There is a group of women at the ABC that helps explain what’s gone wrong with the public broadcaster. The Squad, he called them. He listed Louise Milligan, Sally Neighbour, Laura Tingle, Annabel Crabb, Virginia Trioli, Fran Kelly and Sarah Ferguson. I’d remove Trioli and insert Patricia Karvelas.
The label fits because the left-wing politics of these women, as with their US congressional counterparts, are no secret. A few are charming. Some throw their weight around at the ABC more than others. But they all showcase a set of beliefs that hardly reflects the diversity of this country.
The Squad is part of why the highest-profile programs at the ABC have gone from bad to truly rotten. Kelly features a conga line of journalists on RN Breakfast who parrot the Canberra press gallery consensus. That’s not balance. And it’s so boring. Her obsession with climate change fails to stretch to scrutiny of the world’s biggest emitters: China and India. That’s not balance, either.
Why should the ABC be a political playground for staff? Taxpayers should not have funded Crabb’s one-sided program about women in parliament. Karvelas’s panels are mostly conservative-free zones. And note how Tingle’s sharpness depends on who she is interviewing: the disgruntled has-been Julia Banks was given an embarrassingly easy ride.
When I was a board member, the question was what to do about Aunty. How to make it better, more entertaining, true to a good charter that requires it to be a broadcaster that reflects the country, not a sliver of inner-city obsessions. That is more important today because the rot has set in at those parts that emanate from the big cities. A putrid mix of institutional arrogance and personal fiefdoms serves up a middle-finger salute to taxpayers too often. …

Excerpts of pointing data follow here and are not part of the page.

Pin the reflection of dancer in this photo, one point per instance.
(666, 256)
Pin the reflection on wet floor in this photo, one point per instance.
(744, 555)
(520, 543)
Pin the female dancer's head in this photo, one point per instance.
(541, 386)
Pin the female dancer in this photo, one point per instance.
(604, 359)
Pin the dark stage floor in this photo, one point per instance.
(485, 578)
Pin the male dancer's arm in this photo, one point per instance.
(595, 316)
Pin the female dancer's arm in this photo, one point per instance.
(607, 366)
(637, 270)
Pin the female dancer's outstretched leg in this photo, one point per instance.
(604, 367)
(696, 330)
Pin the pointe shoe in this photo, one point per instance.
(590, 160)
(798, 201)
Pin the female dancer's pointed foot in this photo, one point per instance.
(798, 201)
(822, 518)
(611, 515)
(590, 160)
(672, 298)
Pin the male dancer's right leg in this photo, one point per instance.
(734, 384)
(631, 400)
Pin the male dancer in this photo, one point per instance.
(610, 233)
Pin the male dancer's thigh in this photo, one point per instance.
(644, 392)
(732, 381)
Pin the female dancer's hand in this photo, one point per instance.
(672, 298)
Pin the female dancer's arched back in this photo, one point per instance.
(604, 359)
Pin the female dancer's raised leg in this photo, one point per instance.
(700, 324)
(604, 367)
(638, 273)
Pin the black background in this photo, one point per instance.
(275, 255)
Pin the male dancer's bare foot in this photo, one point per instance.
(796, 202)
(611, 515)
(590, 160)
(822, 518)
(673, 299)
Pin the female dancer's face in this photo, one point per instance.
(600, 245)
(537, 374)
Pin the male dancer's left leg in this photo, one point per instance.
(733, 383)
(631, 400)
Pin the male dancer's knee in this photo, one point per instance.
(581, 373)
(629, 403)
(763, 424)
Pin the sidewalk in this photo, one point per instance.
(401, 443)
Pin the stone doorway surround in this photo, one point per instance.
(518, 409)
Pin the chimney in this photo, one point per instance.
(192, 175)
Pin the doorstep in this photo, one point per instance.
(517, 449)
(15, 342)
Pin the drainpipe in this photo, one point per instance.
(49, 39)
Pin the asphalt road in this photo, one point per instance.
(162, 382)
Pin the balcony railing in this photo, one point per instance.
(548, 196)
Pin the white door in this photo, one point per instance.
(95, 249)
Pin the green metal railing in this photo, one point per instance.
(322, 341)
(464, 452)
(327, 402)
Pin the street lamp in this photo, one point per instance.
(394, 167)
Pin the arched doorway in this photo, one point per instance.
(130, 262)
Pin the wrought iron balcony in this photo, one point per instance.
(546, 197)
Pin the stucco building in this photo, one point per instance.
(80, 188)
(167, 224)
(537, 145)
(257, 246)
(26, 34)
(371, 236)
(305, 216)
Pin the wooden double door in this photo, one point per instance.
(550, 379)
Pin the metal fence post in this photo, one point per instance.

The ABC has always been a series of silos, some run as personal fiefdoms. Only it’s worse today. Look at the juvenile behaviour at Four Corners, the sheer indulgence of Ferguson putting together a one-sided program on Donald Trump that a first-year cadet journalist could have done at a fraction of the cost. …
When journalists stuff up, timorous managers at the ABC say the fault lies with policies, not the journalist. So policies are redrafted. This has had several advantages: it has snowed some on the board, protected the recidivists from personal accountability and buried the issue at hand, usually forever. …
At a normal outfit, performance pay and bonuses are used to hold managers to account for management failings. Not at the ABC. I saw first-hand how bonuses were paid irrespective of compliance with the charter or failing to rein in personal fiefdoms.
Personnel is policy. So sack them.
Then fund the ABC out of voluntary payments, not tax collected with the threat of violence. It’s a moral thing.